Saturday Night Live is known for it hilarious political skits; Tina Fey’s depiction of Sara Palin comes readily to mind. The show has been very successful in producing some good laughs with celebrity guests of all descriptions, including presidential candidates. Recently Kate McKinnon’s depiction on Hillary Clinton while Hillary played the bartender was really very funny. So there were great expectations when it was announced that Donald Trump had agreed to host SNL.
Those expectations produced the best ratings that the Saturday night late show has pulled in years, but by all accounts the show was actually a dud. I personally thought that Trump’s opening and his skits were at best marginally funny and at worst boring. Apparently I am not alone in that opinion:
TV critic Hank Stuever: “Donald Trump’s highly touted and almost certainly inappropriate hosting gig on NBC’s ‘Saturday Night Live’ turned out to be an anemic and halfhearted dud.”
Daniel Fienberg in The Hollywood Reporter: “As lifeless as Trump was for the majority of the show, the writers deserve every bit as much of the onus for entirely failing to work around Trump’s limitations or finding amusing things to do with the lump in the middle.”
Ken Tucker of Yahoo TV: “Turns out, this really was just a craven move for ratings. There was no attempt by Lorne Michaels and company to use Trump as a critique of himself, no moment that did not feel vetted by the candidate.”

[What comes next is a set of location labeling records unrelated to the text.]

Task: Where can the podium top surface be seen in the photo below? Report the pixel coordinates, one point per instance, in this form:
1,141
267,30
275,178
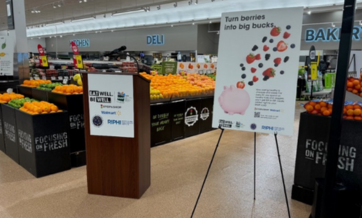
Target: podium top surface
120,74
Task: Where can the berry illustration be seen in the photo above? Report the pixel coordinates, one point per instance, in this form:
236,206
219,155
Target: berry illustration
286,59
267,56
250,58
286,35
270,72
240,85
282,46
275,31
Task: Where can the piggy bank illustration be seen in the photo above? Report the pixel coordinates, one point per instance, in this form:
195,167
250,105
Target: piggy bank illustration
234,100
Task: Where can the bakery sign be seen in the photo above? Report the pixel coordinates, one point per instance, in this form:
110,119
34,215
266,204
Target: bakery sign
331,34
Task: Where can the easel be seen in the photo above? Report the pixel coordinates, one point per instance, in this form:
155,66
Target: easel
212,159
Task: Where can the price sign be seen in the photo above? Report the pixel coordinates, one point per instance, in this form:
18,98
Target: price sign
79,61
44,61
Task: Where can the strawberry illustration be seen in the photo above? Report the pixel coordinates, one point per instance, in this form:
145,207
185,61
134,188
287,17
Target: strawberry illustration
282,46
270,72
250,58
286,35
275,31
277,60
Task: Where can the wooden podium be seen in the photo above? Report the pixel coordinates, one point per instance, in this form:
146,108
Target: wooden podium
119,166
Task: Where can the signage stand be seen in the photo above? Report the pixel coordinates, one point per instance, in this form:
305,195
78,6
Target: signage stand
212,160
120,166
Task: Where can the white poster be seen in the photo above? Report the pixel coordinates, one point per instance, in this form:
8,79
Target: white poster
6,56
257,70
111,105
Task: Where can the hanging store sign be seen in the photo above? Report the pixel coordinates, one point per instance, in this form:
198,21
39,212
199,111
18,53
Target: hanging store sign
331,34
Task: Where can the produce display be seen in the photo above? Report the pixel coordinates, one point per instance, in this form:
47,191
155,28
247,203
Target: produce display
68,89
179,86
355,86
42,107
351,111
18,103
6,97
49,86
35,83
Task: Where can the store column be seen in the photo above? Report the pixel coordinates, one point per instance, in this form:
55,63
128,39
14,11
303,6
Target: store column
18,40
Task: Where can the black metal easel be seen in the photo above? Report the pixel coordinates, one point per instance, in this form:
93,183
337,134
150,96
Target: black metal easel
212,159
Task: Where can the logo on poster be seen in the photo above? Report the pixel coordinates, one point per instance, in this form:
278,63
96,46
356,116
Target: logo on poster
204,113
191,116
97,121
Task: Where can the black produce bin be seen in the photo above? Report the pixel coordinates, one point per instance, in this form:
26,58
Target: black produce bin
160,123
2,132
40,95
311,155
73,104
43,142
178,120
206,107
192,117
11,132
26,91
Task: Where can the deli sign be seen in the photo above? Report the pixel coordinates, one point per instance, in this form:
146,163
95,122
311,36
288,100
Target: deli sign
331,34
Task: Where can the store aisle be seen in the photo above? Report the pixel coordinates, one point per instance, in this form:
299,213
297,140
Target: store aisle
177,173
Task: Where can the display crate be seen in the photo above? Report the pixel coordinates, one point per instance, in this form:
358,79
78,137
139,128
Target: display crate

Many critics blame both Trump and SNL for the lack of sarcastic “bite” which normally makes the show’s political skits work so well. They point to the fact that Trump’s vetoed several skit ideas which he now says “went too far”. I think what he really means that they depicted him in a negative manner too accurately. Others critics have made the claim that the SNL writers and producers craved the ratings boost so much that they were afraid to push Trump too hard into agreeing to more edgy, and therefore funnier, skits.
I think that is probably an accurate assessment, but the problem goes deeper than that and centers on the character Trump portrays daily. SNL skits portraying political candidates and office holders work because they overly emphasis the person’s traits, in essence making them into caricatures of themselves. Generally we find that funny. The problem they have with Trump is that on the campaign trail and in personal appearances before that, he has already been playing a caricature of himself for years. So on Saturday Night Live Trump, the caricature, looked remarkably like the Trump we see on TV almost every day, and that’s not funny.